This library offers an imperative interface to manipulate a 'store', a bag of mutable objects (in particular, references), with the capability to save a snapshot of the current state of the store at any point and restore it later zero, one or several times.

This is useful to implement imperative data structures that support backtracking. For example one can implement a union-find data structure (or a graph, a skip list, etc.), using our store references instead of OCaml's native mutable state. Using a store lets you save the state of the union-find at any point, rollback changes on error, etc.

In addition we provide a transactional API that is slightly more efficient than the general snapshot mechanism for transactional and backtracking workloads that never need to restore a given state more than once.

Stores

type t

A store is a bag of mutable objects.

type store = t
val create : unit -> store

Store references

module Ref : sig ... end

Mutable references inside a given store.

Snapshots

type snapshot

A persistent snapshot of the state of a store at a given point in time.

val capture : store -> snapshot

Capture a snapshot of the current state of a store.

val restore : store -> snapshot -> unit

Restore a snapshot: all mutable data in the store reverts to its state at the time the snapshot was captured.

A snapshot may be restored zero, one or several times.

A snapshot may be invalidated if semi-persistent operations are mixed incorrectly with persistent operations. See the documentation of the transaction type below.

The time complexity of restore is linear in the number of references that have been modified since the snapshot was taken.

  • raises Invalid_argument

    if called on an invalid snapshot, or on a snapshot that comes from a different store.

Transactions

type transaction

A transaction represents an interval in the program execution where an ephemeral copy of the store is preserved. The transaction is created by calling transaction, and terminated by calling rollback or commit.

Terminating a transaction invalidates it: trying to terminate it again is a programming error and fails with an Invalid_argument exception.

Transactions can be nested: one can create a transaction within an ongoing transaction. We say that the inner transaction is a "child" of the outer transaction. This nesting must be well-parenthesized: terminating a transaction invalidates all descendant transactions.

The time complexity of terminating a transaction is linear in the number of references that have been modified since the transaction began.

Snapshots and transactions may be mixed, but a (persistent) snapshot created inside a transaction is invalidated when the transaction terminates. For example:

  • Using snapshots locally within a given transaction works as expected.
  • Using transactions locally on a store that also has snapshots outside the transactions works as expected.
  • On the other hand, it would be incorrect to create a transaction T, create a snapshot S within the transaction, terminate T, and then try to restore the snapshot S.
val transaction : store -> transaction

Begins a new transaction.

val rollback : store -> transaction -> unit

rollback store transaction rolls back store to its state when transaction started.

This invalidates transaction and any child transaction or snapshot created after transaction started.

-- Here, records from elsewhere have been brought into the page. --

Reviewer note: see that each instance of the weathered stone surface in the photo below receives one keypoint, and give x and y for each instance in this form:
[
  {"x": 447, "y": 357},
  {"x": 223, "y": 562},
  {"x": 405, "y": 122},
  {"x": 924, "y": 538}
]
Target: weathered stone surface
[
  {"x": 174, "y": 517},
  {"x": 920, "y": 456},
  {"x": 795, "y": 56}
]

  • raises Invalid_argument

    if called on an invalid transaction, or on a transaction coming from a different store.

val commit : store -> transaction -> unit

commit store transaction terminates transaction, keeping store in its current state.

This invalidates transaction and any child transaction or snapshot created after transaction started.

  • raises Invalid_argument

    if called on an invalid transaction, or on a transaction coming from a different store.

High-level wrappers

val temporarily : store -> (unit -> 'a) -> 'a

temporarily store f executes f () inside a local transaction, and rolls back any store change once f () returns a value or fails with an exception.

val tentatively : store -> (unit -> 'a) -> 'a

tentatively store f executes f () inside a local transaction. If f () returns a value, then the changes are kept; they are rolled back if f () fails with an exception.